Of course, only about 45 establishments across Europe earned three Michelin stars, and reaching that level often requires decades of work. Chef Antoine Westermann of Buerehiesel, in Strasbourg, France, picked up his first Michelin star back in 1975. No. 2 came nine years later. He finally received a third in 1994.

Michelin does not offer four stars.

"The Michelin Guide transcends Europe and carries huge weight," says David McMillan, chef at Nana. "People make a conscious decision to go after a star, and reviewers remain excruciatingly anonymous."

In other words, top European kitchens must perform flawlessly every single day. Indeed, despite some recent controversy over the actual extent of coverage, Michelin claims its reviewers may test a place up to 12 times to ensure accuracy--although they typically show up once every year or two.

Michelin's critics judge food at each restaurant according to "practical knowledge," whatever that means. Yet the results, particularly for three-star sites, are reliable. "The most sublime dining experience I've had in Europe was Les Crayeres in Reims--three stars," White recalls. The restaurant since lost a star after chef Gerard Boyer left the biz.

"A three-star restaurant is phenomenal, is flawless," echoes Tim Byres, chef-owner of Standard 2706.

Byres once served as chef at the American Embassy in Belgium and occasionally volunteered at Brussels' famous Comme Chez Soi, a three-star restaurant, so he might have warned us about the cost.

Would've been the decent thing to do, considering.

We checked out Bruneau, the city's other three-star establishment, and ordered things like jalousie de riz de veau croustillant and poitrine de coucou de Malines demi-deuil, which translates as "we foul our pantaloons at the sound of enemy tanks" or something. We don't speak French, and the menu didn't speak English--or hint at prices. The service was exquisite, the food brilliant, the cost...more than $600 for two people.

Our editor no longer returns our phone calls.

The closest comparison in Dallas to Michelin three-star dining would be Avner Samuel's Aurora on Oak Lawn Avenue. "I've been doing all my traveling to Michelin star restaurants, and we've tried to re-create that experience here," he says.

Samuel believes about 20 or 30 American restaurants might qualify for stars, were we able to duplicate the Michelin system, with five or six establishments earning the coveted three-star rating.
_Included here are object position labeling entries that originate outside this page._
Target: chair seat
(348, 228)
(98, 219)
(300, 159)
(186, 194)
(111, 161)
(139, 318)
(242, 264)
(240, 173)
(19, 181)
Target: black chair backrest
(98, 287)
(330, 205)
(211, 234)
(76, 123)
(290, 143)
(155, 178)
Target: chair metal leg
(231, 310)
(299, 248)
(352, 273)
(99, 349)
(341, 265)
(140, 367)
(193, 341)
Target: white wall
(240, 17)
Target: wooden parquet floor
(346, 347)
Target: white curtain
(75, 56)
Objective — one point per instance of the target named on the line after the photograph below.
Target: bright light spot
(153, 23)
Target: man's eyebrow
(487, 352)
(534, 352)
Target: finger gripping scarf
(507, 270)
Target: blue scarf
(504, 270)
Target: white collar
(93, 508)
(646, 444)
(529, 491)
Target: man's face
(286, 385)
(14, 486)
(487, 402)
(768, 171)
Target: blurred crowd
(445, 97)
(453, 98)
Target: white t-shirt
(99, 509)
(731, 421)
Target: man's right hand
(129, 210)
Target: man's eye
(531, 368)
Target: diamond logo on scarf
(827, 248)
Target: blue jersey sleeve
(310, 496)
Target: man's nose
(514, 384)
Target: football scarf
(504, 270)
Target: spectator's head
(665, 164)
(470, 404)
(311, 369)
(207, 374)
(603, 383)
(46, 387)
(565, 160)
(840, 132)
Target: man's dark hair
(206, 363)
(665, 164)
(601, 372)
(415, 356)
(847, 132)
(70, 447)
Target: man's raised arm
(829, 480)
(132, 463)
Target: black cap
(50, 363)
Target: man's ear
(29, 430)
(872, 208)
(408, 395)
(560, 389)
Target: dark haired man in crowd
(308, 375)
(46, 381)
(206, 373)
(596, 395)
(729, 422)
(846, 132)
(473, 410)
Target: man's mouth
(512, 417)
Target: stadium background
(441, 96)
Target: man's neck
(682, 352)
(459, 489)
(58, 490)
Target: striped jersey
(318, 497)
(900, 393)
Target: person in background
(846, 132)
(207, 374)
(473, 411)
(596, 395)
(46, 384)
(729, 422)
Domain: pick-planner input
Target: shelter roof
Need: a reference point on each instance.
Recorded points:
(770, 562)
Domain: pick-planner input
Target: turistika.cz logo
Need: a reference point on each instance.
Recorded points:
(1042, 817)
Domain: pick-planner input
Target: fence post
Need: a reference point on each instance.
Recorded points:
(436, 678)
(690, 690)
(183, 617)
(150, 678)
In Dallas, chefs like Samuel, McMillan, Kent Rathbun, Christof Syre, Francois Fotre and William Koval would qualify for consideration--at least according to White.

But could we duplicate the system?

Well, the people we spoke with doubt it, citing culinary expectations, respectability and other apparent cultural deficiencies. "There's a longer tradition of haute cuisine in Europe," Nichols points out. "You're more likely to find steak houses here getting accolades." Finding persons or entities of great integrity poses another problem. While the reviewers may separate themselves from subtle attempts at influencing their judgment, the publications sometimes cave in to pressure.

"Michelin is not hitting people up for advertising dollars," McMillan says wryly.

Or maybe we're not sophisticated enough to adopt such a system.

"The American public," Samuel says, "they would probably look at one, two or three stars as the amount of the bill."